The PEOPLE of the State of New York, Respondent, v. Nace BAILEY, Appellant.

Decided: June 20, 2002

Before CARDONA, P.J., MERCURE, PETERS, SPAIN and CARPINELLO, JJ. Michael C. Ross, Bloomingburg, for appellant. Paul A. Clyne, District Attorney, Albany (Bradley A. Sherman of counsel), for respondent.

Appeal from a judgment of the Supreme Court (McNamara, J.), rendered April 10, 2001 in Albany County, convicting defendant upon his plea of guilty of the crime of burglary in the first degree.
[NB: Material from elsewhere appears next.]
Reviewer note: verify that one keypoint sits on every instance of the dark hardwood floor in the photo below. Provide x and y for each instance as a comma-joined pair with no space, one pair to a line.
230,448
 The sole contention advanced on appeal is that Supreme Court (Lamont, J.) erred in denying defendant's motion to suppress his statements as the product of a warrantless arrest without probable cause.   We disagree, and accordingly affirm.   It is undisputed that the basis for the arrest was the sworn statement of defendant's girlfriend relating defendant's admission to her that he had been involved in the subject burglary.   Because the girlfriend was not an undisclosed informant and her sworn statement concerning defendant's admission did not constitute inadmissible hearsay, the Aguilar-Spinelli test (Spinelli v. United States, 393 U.S. 410, 89 S.Ct. 584, 21 L.Ed.2d 637;  Aguilar v. Texas, 378 U.S. 108, 84 S.Ct. 1509, 12 L.Ed.2d 723) is inapplicable (see, People v. Hicks, 38 N.Y.2d 90, 93-94, 378 N.Y.S.2d 660, 341 N.E.2d 227;  People v. Bourdon, 258 A.D.2d 810, 811, 686 N.Y.S.2d 162, lv. denied 93 N.Y.2d 897, 689 N.Y.S.2d 709, 711 N.E.2d 985).   Such a “sworn statement of an identified member of the community attesting to facts directly and personally observed by him [or her]” is of itself sufficient to support a warrantless arrest (People v. Bourdon, supra, at 811, 686 N.Y.S.2d 162 [internal quotation marks and citations omitted];  see, People v. David, 234 A.D.2d 787, 788, 652 N.Y.S.2d 324, lv. denied 89 N.Y.2d 1034, 659 N.Y.S.2d 864, 681 N.E.2d 1311).

ORDERED that the judgment is affirmed.